Associate Professor of Biology David C. Page is one of three winners of the Amory Prize for Reproductive Biology awarded by the American Academy of Arts and Sciences. Professor Page was recognized along with two Englishmen, Peter Good-fellow of SmithKline Beecham and Robin H. Lovell-Badge of the MRC National Institute for Medical Research, for discovering the SRY gene, a gene carried by men that determines whether a woman's fertilized egg develops into a male. He is also associate director of the Whitehead/MIT Center for Genome Research and a Howard Hughes Medical Institute researcher.

The Amory Prize was bestowed for the first time in five years for solving "one of the central problems in biology, namely how the two sexes form," the AAAS said. Among those presiding at the ceremony was Paul R. Schimmel, chairman of the Academy's Amory Prize Committee and the John D. and Catherine T. Mac-Arthur Professor of Biochemistry and Biophysics.

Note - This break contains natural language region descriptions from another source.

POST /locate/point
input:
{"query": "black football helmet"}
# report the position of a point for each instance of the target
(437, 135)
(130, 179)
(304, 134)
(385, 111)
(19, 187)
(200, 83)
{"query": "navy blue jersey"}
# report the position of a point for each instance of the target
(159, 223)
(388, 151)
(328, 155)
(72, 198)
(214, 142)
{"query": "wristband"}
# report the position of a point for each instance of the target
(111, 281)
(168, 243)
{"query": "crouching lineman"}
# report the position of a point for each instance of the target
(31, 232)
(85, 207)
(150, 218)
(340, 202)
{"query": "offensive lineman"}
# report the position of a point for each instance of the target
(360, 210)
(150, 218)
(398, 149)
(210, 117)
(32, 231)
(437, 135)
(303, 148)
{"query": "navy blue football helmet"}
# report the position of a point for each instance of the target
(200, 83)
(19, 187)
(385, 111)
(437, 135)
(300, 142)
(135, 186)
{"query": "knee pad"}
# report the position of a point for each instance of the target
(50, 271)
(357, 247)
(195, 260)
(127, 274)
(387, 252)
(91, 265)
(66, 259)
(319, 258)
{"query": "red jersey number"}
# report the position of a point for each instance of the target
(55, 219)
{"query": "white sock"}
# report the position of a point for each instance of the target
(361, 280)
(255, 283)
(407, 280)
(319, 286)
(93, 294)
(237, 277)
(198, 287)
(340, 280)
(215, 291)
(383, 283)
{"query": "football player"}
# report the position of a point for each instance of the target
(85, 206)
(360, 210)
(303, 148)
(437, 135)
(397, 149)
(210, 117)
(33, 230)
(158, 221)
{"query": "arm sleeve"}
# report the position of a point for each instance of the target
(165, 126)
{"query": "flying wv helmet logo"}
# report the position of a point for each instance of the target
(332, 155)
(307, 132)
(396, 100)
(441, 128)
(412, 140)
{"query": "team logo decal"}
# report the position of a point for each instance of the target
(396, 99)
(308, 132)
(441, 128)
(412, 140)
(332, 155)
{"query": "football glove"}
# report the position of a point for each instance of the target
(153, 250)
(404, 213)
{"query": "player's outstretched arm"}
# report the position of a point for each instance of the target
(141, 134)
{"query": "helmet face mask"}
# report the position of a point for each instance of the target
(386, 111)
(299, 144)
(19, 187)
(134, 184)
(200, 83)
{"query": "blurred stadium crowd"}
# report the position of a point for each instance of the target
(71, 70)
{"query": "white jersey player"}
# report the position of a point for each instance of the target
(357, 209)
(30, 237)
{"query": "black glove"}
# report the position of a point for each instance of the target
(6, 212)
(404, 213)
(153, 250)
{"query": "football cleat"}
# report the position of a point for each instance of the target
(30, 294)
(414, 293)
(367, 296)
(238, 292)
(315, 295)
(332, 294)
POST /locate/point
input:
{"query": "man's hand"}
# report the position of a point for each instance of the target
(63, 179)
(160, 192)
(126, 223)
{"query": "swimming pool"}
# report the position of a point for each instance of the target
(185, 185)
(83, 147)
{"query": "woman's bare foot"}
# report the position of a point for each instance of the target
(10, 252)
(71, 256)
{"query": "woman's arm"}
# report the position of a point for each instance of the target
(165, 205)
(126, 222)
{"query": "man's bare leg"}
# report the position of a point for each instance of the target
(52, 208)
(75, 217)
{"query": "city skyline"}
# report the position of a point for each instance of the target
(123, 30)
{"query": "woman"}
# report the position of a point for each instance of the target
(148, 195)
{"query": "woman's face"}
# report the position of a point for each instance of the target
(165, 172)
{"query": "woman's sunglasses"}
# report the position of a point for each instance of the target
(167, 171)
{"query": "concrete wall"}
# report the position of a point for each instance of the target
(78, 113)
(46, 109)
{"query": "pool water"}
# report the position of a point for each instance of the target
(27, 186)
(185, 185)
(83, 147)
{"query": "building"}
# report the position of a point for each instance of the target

Professor Page was recognized for developing the first map of the Y chromosome that identified the approximate location of the SRY gene. His team subsequently characterized the region of the Y chromosome that exchanges with the X chromosome, as well as regions on Y that contain genes for stature, development of testicular tumors and common forms of male infertility.

Professor Page's co-winners used his gene map along with cloning techniques to isolate the male-determining gene in mice and men. The AAAS also cited the three scientists' achievement for shedding light on the pathophysiology of a major class of human disorders including hermaphroditism.

A version of this article appeared in MIT Tech Talk on February 12, 1997.